Each Geographic North artist brings their own strain of lucid, individualistic experimentation to the label—Hiro Kone, Lotus Plaza, M. Sage, and James Conduit are among the roster. All The Saints singer and guitarist Matthew Lambert’s Night Cleaner project is a pulsating psych trance head trip; M. Sage delves into blippy, academic hardware ambient; and The Flag project of These Are Powers’ Ted McGrath is a whirring collision of minimalist electronics and post-punk skronk. The cassettes’ physical template evolves every three releases, but the guiding principles remain: the artwork is simple, striking, elegant. In a sense, the reductionist design is never at risk of interfering with the expansive sounds each release contains.
“If anything, our tendency to map the music to specific settings, moods, or even seasons seems to heavily influence our selection process,” Kokabi says. “We’ve always associated Pan-American’s music with colder climates, and that alone was the drive to launch our Sketch for Winter series.”
The Sketch For Winter series launched in 2014 with A Sunny Day In Glasgow’s tape Sketch For Winter: New Christmas Classics. The shoegaze pop outfit crafted a rare Christmas collection that softly radiates the holiday spirit. (Even the grinchiest of holiday haters will feel softened by “Shut Your Mouth, It’s Christmas.”)
Now six cassettes deep, each entry in the Sketch For Winter series subverts its predecessor, reimagining the conceit.
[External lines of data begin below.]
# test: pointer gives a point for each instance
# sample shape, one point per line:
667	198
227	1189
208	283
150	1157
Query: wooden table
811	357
Kokabi names Danny Paul Grody’s Sketch For Winter VI: Other States as one of his favorite of the batch, saying the Western-inspired soundscapes are “just as much for loners as it is for lovers.” The series is even getting an autumn counterpart with the Death on the Hour: Aural Apparitions for the Geographic North compilation. Death on the Hour is a Halloween-themed collection and Kokabi hints that there’s more to come.
Following graduation from college, some of the label founders took day jobs across the U.S., but Power says that Decatur, GA is still the home base of the operation, and the source of its bounty of local musicians. The label is inspired by fellow Georgia imprints like Harsh Riddims, CGI, DKA, and Psych Army Intergalactic, and artists like Night Cleaner, Lyonnais, Lotus Plaza, Algiers, and Moon Diagrams still call Atlanta home.
“We definitely approach and work with many artists outside of our local scene, but we’re always drawn to and inspired by many of the folks creating and producing music in Atlanta,” Power says. “It’d be almost impossible not to work with these people.”
The label is also home to Deerhunter cofounder Moses Archuleta, who releases solo music as Moon Diagrams. His debut album of decomposed pop compositions, Lifetime of Love—a collection of Archuleta’s decade of mental breakdowns and fugue states—was co-releaesd in Europe with Sonic Cathedral. His contribution to the Sketch For Winter series is one of the catchiest of the collection, particularly the nearly 14 minutes of “Scratch The Snow,” a track that evolves into a corrosive dance remix of “Sweet Surrender.”
The label defies any one specific sound. Kokabi says the artists’ “exploratory spirit” is the unifier, while Power says they simply want music that’s sincere and adventurous. Each Geographic North release is faithful to those ambiguous prerequisites. Genuine and pristine in their pursuit of new sounds, a GN album can fall within the scope of ambient, electronic, and post-punk, but if any were to be constrained to those parameters it would cease to qualify as experimental.
“We’re music fans first and foremost, and enjoy chasing down pretty much any direction when it comes to sound,” Power says. “I think the label reflects that, as we try not to corner ourselves into any single place.”